L’écoquartier, laboratoire d'écosystèmes sociaux autour du potager

Au-delà des productions alimentaires, l’agriculture urbaine aux Vaites impulse une série d’initiatives transversales :

  • Échanges de graines et de plants au printemps (bourses locales, événements “Troc’Plantes”)
  • Composteurs de quartier, installés près des jardins partagés et à proximité des résidences, pour réduire les déchets et enrichir les sols
  • Collaborations ponctuelles avec des associations de réinsertion ou d’agroécologie (Jardin des Vaites, Réseau Compost Citoyen BFC)
  • Rencontres festives (fête des récoltes, pique-niques autour des cueillettes fruitées)

L’objectif affiché n’est pas seulement de produire, mais bien de régénérer un certain rapport au territoire : appropriation collective du vivant, lutte contre la solitude, apprentissages intergénérationnels.

Enjeux et défis pour les années à venir

L’agriculture urbaine, même dans un écoquartier exemplaire, n’est jamais une évidence acquise.

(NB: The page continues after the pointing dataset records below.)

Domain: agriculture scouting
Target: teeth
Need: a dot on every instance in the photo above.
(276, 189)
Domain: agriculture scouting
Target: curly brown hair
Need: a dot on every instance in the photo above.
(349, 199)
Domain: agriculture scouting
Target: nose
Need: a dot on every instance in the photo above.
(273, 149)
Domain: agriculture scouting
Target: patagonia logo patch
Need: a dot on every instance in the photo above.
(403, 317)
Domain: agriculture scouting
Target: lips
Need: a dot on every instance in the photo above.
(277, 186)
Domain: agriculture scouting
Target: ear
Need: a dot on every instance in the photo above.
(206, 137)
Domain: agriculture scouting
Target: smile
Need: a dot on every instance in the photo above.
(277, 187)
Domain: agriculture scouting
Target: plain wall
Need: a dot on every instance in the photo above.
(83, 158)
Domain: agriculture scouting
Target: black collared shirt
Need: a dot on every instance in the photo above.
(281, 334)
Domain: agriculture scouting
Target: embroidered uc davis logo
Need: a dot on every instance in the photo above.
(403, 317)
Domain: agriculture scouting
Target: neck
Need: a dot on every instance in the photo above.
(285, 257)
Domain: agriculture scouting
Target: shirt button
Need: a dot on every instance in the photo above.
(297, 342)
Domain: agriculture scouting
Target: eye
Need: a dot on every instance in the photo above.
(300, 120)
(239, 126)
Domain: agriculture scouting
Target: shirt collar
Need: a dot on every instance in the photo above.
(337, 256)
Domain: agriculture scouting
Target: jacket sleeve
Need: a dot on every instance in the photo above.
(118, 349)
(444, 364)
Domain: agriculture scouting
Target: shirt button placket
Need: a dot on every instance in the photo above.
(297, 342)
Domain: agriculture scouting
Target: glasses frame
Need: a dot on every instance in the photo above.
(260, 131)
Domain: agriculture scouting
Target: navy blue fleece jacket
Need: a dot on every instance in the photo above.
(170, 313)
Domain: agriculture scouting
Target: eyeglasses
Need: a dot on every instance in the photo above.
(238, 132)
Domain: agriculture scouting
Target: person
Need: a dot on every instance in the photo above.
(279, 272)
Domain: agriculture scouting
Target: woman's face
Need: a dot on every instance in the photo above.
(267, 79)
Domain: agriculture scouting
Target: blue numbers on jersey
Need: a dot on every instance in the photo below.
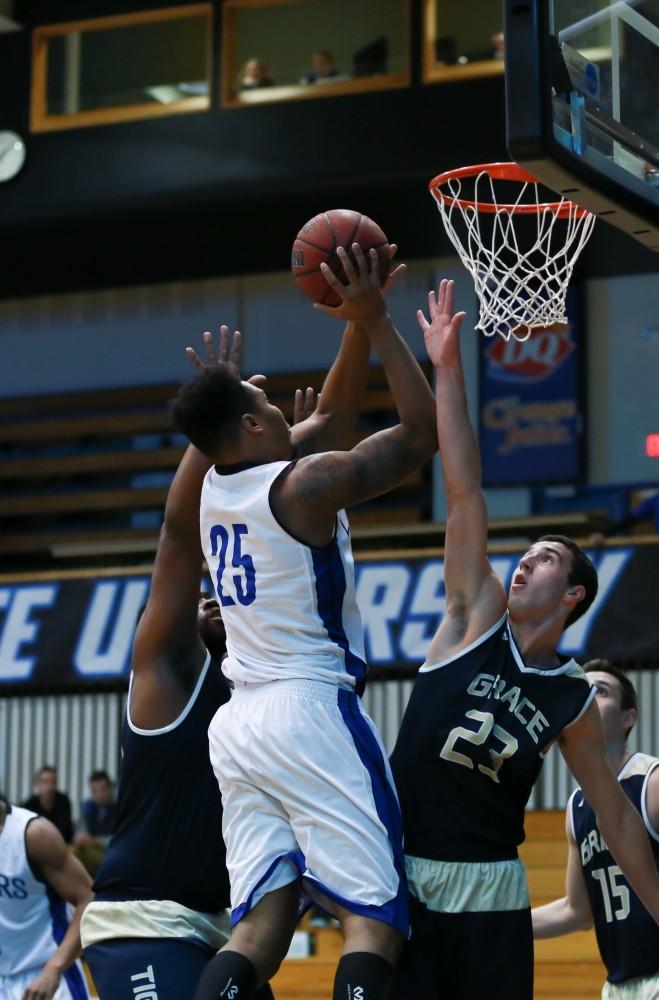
(245, 583)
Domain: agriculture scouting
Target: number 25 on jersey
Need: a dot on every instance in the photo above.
(244, 581)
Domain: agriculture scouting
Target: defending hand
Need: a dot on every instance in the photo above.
(442, 333)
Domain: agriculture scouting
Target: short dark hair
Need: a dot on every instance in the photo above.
(100, 776)
(582, 573)
(628, 696)
(208, 408)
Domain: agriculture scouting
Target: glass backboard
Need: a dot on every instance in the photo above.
(582, 96)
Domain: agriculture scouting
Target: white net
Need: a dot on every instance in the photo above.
(520, 255)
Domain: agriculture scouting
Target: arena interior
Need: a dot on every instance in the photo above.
(150, 190)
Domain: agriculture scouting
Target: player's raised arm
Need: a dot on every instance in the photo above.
(583, 747)
(333, 424)
(475, 598)
(572, 912)
(167, 646)
(320, 485)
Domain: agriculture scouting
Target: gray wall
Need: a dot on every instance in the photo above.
(136, 336)
(286, 36)
(79, 733)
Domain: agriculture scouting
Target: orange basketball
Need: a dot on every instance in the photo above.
(318, 241)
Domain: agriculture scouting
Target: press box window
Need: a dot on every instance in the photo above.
(119, 68)
(462, 40)
(283, 50)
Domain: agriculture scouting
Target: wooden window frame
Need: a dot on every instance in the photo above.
(41, 121)
(296, 92)
(434, 72)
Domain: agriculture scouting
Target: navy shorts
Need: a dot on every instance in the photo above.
(463, 956)
(125, 968)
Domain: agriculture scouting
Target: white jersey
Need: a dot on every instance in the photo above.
(33, 918)
(289, 609)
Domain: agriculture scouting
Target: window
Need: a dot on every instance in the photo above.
(124, 67)
(462, 40)
(278, 50)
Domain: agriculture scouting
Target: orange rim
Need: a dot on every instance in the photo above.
(501, 172)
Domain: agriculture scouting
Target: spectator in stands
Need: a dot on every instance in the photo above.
(48, 801)
(596, 890)
(254, 74)
(322, 68)
(645, 511)
(99, 815)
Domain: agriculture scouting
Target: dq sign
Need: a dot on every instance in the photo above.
(529, 360)
(530, 418)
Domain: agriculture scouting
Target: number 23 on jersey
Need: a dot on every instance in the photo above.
(228, 546)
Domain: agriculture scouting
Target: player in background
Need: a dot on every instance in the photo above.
(308, 799)
(39, 941)
(596, 891)
(490, 699)
(162, 890)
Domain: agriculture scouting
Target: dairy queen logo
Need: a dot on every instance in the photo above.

À mesure que l’urbanisation progresse, la pression foncière reste forte pour préserver les espaces cultivables. Plusieurs associations – et nombre d’habitant.es – sont attachés à une vigilance sur la conservation réelle des surfaces agricoles, surtout alors que des mobilisations citoyennes comme celles autour de la “Zone à défendre des Vaites” rappellent la fragilité de certains espaces naturels et agricoles (source : France 3 Bourgogne-Franche-Comté).

Des questions surgissent : Quelle place pour les initiatives citoyennes face à la montée de l’habitat collectif ? Comment équilibrer réseau de jardins partagés et accueil de nouveaux habitants ? Comment maintenir la transmission des pratiques, alors que le jardinage reste parfois une affaire de générations ?

Plus largement, l’écoquartier des Vaites, à l’instar d’autres projets en France (comme la Caserne de Bonne à Grenoble, le Quartier de la Bottière à Nantes), interroge le rôle de l’agriculture dans le tissu urbain : non comme un supplément d’âme, mais comme une composante première de la résilience alimentaire locale (source : Société Française des Urbanistes).

Quand la ville s’enracine : regards sur un patrimoine en devenir

Aujourd’hui, l’agriculture urbaine aux Vaites éclaire un territoire en mouvement. Entre jardins familiaux, initiatives collectives, vergers d’arpentage et espaces pédagogiques, elle propose un autre récit : celui d’une ville qui accepte de ralentir, de se salir les mains, de transmettre, de partager. On y expérimente la lenteur, la surprise, l’inattendu – depuis la première pousse de radis jusqu’au goûter de fin d’été au pied des pommiers.

L’avenir de ces espaces dépendra de leur capacité à demeurer ouverts, poreux, fertiles – au-delà des plans ou des discours, et à l’image du quartier lui-même : vivant, accueillant, jamais figé.